CLAYTON TUNNEL.

But the shepherds have ceased to be vocal with the sheep-shearing songs of yore; it seems that their modern accomplishment of being able to read has stricken them dumb. Neither the words nor the airs of the old shearing-songs will ever again awaken the echoes in the daytime, nor make the roomy interiors of barns ring o’ nights, as they were wont to do lang-syne, when the convivial shearing supper was held, and the ale hummed in the cup, and, later in the evening, in the head also.

But the Sussex peasant is by no means altogether bereft of his ancient ways. He is, in the more secluded districts, still a South Saxon; for the county, until comparatively recent times remote and difficult, plunged in its sloughs and isolated by reason of its forests, has no manufactures, and the rural parts do not attract immigrants from the shires, to leaven his peculiarities.

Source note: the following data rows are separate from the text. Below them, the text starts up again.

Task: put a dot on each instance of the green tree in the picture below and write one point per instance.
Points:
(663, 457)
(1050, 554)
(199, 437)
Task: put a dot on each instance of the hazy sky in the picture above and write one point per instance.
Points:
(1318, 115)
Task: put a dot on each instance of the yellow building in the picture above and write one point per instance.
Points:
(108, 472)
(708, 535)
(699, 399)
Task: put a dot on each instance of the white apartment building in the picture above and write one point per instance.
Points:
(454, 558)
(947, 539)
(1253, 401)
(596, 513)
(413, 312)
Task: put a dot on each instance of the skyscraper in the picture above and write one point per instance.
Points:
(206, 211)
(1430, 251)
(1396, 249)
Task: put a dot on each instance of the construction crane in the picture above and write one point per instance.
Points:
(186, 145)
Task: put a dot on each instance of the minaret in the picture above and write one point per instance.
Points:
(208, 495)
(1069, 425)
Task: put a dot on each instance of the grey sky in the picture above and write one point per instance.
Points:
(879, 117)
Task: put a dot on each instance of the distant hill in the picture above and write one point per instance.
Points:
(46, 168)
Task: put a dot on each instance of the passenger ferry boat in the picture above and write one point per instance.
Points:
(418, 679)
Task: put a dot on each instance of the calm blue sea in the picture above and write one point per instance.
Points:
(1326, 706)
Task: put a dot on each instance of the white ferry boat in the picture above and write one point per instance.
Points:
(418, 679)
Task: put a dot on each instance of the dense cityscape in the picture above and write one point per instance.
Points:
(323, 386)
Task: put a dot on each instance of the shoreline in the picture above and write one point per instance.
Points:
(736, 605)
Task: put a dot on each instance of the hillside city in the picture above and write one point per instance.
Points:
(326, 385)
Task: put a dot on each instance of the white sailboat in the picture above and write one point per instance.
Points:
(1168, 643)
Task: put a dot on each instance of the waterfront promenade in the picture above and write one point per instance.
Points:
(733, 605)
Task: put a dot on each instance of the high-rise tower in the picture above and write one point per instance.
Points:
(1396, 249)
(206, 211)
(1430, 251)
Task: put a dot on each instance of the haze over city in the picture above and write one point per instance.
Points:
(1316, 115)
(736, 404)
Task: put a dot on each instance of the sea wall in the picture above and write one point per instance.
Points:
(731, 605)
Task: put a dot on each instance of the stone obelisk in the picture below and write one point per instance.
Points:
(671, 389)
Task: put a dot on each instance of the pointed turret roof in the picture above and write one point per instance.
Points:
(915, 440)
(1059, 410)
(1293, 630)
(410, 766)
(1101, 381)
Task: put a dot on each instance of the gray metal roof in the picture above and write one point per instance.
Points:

The Sussex folk are still rooted firmly in what Drayton calls their “queachy ground.” Words of Saxon origin are still the staple of the country talk; folk-tales, told in times when the South Saxon kingdom was yet a power of the Heptarchy, exist in remote corners, currently with the latest ribald song from the London halls; superstitions linger, as may be proved by he who pursues his inquiries judiciously, and thought moves slowly still in the bucolic mind.

The Norman Conquest left few traces upon the population, and the peasant is still the Saxon he ever has been; his occupations, too, tend to slowness of speech and mind. The Sussex man is by the very rarest chance engaged in any manufacturing industries. He is by choice and by force of circumstances ploughman, woodman, shepherd, market-gardener, or carter, and is become heavy as his soil, and curiously old-world in habit. All which traits are delightful to the preternaturally sharp Londoner, whose nerves occupy the most important place in his being. These country folk are new and interesting creatures for study to him who is weary of that acute product of civilisation—the London arab.

OLD SUSSEX WAYS

Sussex ways are, many of them, still curiously patriarchal. But a few years ago, and ploughing was commonly performed in these fields by oxen.

CLAYTON CHURCH AND THE SOUTH DOWNS.

Their cottages that, until a few years ago, were the same as ever, have recently been very largely rebuilt, much to the sorrow of those who love the picturesque. They were thatched, for the most part, or tiled, or roofed with stone slabs. A living-room with yawning fireplace and capacious settle was the chief feature of them. The floor was covered with red bricks. When the settle was drawn up to the cheerful blaze the interior was cosy. But many of the most picturesque cottages were damp and insanitary, and although they pleased the artist to look at, it by no means followed that they would have contented him to live in.